La demi-finale féminine opposant l’Union Sportive Beau-Bassin Rose Hill face au Curepipe Starlight a tenu toutes ses promesses hier au gymnase de Phoenix même si le public n’avait pas répondu présent. L’équipe des villes soeurs était la grande favorite pour la gagne comme à l’accoutumé mais à la surprise générale c’est la bande à Dominique Filleul qui est venue s’imposer sur le fil.
Du reste, les Curepipiennes ont débuté la rencontre en fanfare. Après dix minutes de jeu elles menaint déjà par 5 buts à zéro. Un score impensable alors que les Beaubassinoises n’arrivaient pas à retrouver leur jeu. Cependant suite à quelques décisions arbitrales jugées litigieuses pour certains et juste pour d’autres, la formation de Curepipe allait évoluer à trois joueuses sur le terrain. La sentence ne s’est pas faite attendre. Les Ketty Boodoo et consorts allaient capitaliser sur cette avantage numérique pour recoller au score et même prendre l’avantage.  Le ton était enfin donné et la rencontre était lancée.

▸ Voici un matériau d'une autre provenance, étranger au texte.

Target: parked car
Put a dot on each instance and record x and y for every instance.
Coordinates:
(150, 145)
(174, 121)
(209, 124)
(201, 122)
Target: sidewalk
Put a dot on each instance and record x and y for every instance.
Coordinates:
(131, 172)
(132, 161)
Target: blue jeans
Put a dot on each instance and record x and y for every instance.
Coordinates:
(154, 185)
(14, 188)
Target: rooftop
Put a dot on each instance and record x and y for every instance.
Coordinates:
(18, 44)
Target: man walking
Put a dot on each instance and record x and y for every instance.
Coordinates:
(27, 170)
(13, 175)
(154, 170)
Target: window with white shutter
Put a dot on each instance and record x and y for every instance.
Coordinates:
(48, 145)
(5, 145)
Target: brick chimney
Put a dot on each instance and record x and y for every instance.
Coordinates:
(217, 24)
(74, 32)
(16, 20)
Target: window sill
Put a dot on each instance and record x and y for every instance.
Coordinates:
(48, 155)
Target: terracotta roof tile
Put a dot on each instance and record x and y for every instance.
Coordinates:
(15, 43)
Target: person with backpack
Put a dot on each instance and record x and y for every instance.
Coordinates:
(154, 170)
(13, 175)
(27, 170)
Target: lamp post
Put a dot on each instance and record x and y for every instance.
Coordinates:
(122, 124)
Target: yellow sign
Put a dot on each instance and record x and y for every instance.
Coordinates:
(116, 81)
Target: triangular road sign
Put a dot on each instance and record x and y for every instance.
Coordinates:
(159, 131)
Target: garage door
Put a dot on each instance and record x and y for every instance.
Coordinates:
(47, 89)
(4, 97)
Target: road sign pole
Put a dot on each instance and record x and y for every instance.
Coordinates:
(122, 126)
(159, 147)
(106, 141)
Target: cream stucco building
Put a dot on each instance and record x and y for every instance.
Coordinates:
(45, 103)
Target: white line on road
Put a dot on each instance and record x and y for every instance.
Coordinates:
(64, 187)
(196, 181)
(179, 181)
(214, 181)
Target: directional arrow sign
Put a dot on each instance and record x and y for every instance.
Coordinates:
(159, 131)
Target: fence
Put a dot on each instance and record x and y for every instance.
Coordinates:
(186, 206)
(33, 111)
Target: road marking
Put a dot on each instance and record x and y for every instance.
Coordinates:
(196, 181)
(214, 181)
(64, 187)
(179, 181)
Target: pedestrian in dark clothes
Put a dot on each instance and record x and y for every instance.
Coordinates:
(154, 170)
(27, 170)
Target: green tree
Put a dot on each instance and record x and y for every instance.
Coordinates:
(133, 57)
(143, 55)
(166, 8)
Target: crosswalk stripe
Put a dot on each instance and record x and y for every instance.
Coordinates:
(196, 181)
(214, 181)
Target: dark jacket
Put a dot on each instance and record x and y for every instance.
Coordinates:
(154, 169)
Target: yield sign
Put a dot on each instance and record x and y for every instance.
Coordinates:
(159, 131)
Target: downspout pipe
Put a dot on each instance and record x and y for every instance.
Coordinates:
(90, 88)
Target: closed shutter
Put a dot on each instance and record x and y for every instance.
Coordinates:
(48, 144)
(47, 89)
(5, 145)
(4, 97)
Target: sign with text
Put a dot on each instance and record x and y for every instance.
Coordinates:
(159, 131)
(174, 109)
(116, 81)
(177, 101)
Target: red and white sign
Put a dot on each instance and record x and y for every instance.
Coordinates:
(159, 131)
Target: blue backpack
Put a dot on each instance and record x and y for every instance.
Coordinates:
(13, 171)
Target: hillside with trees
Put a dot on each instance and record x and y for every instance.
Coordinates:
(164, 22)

La mi-temps était sifflé avec un avantage de buts en faveur de l’Union, score 9 à 7. A la reprise, la physionomie du match devait changer. Cette fois-ci c’est les Beaubassinoises qui se montrèrent les plus entreprenantes. Les Curepipiennes étaient comme tetanisées par l’enjeu et Beau-Bassin Rose Hill allait même avoir une avance de six buts à dix minutes de la fin. Cependant, il était écrit que le Curepipe Starlight allait remporter ce match. En effet sous l’impulsion d’une excellente Jacqueline Rasoarinela, l’avance des protégées de Cédric Kistohurry allait fondre comme neige. Les Curepipiennes allaient renverser une situation largement dans leur désavantage pour s’imposer inextremis à six secondes de la fin par 17 à 16.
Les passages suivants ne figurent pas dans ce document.